In June, the "Saiwai Shimoina Wadaiko Festival", a major taiko drum festival takes place in Iida. Each year, top drum groups perform at the "Super Show" while amateur groups perform at the "Fringe Festival."

Beginning in July, there are many festivals at local shrines. One aspect of these festivals that surprises visitors is the quantity of fireworks. One of the biggest and most spectacular displays of fireworks is the Tōrō-nagashi festival, in Tokimata, held around the 16th of August. The fireworks are also shot off on the surface of the Tenryū River. Another important festival in Iida is Oneri Matsuri, which is held every seventh year (the last being 2016, the next in March, 2022), a massive four-day event, most famous for the shi-shi lion dance.

Iida has adopted the apple as its symbol.

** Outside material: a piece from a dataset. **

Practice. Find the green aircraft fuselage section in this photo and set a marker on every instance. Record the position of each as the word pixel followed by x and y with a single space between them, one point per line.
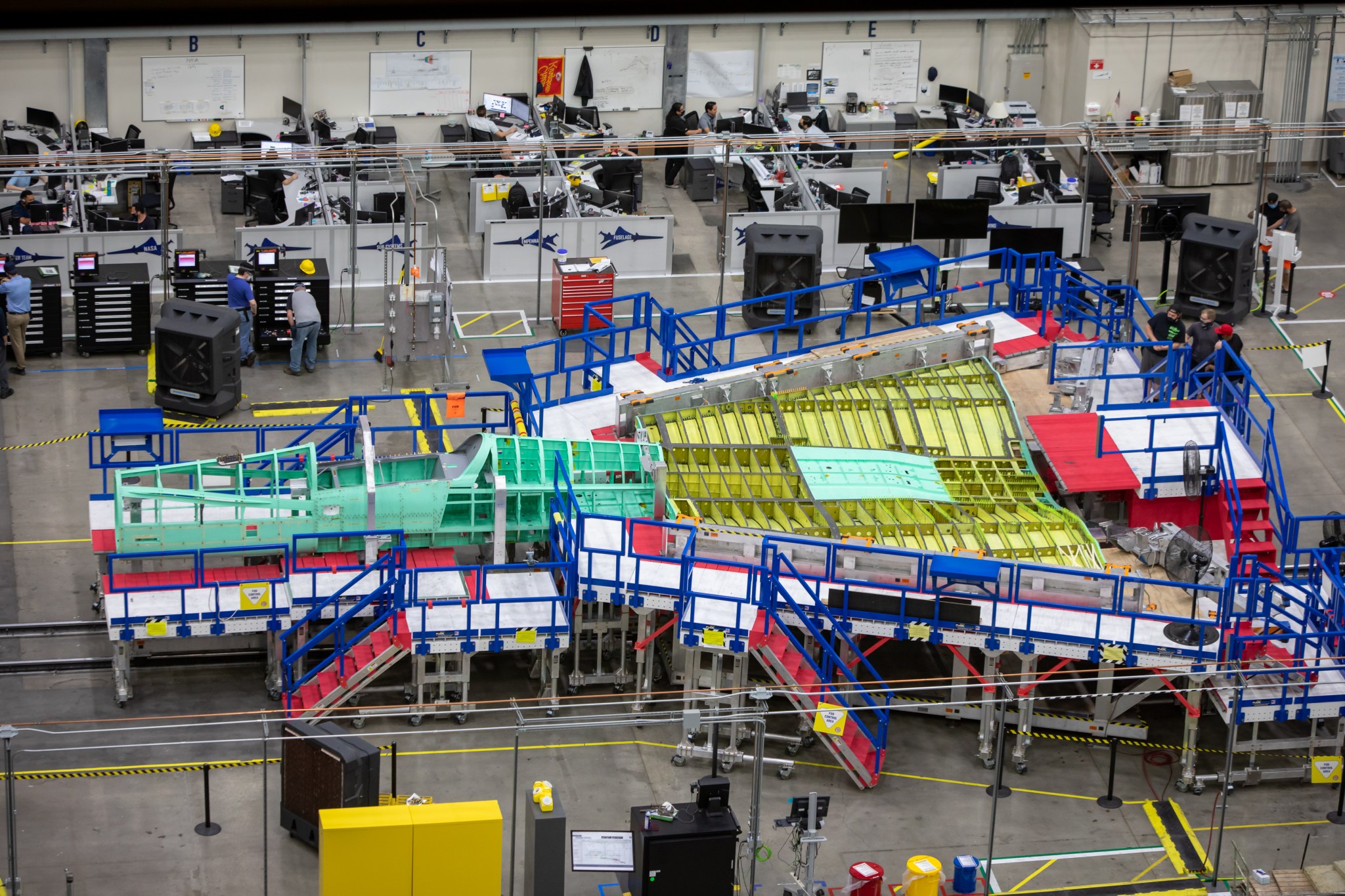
pixel 437 500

One of the city's largest festivals is the Ringo Matsuri (Apple Festival), held every year in early August, and Iida's Ringo Namiki-dori (a street lined with apple trees) is tended by students of the city's Higashi Middle School. The area around Iida is well known for extensive peach, apple, and persimmon orchards, as well as the production of many other agricultural products, including Asian pears (nashi) and strawberries. A local specialty is hoshi-gaki, or dried persimmons.

Iida is also known for the production of mizuhiki.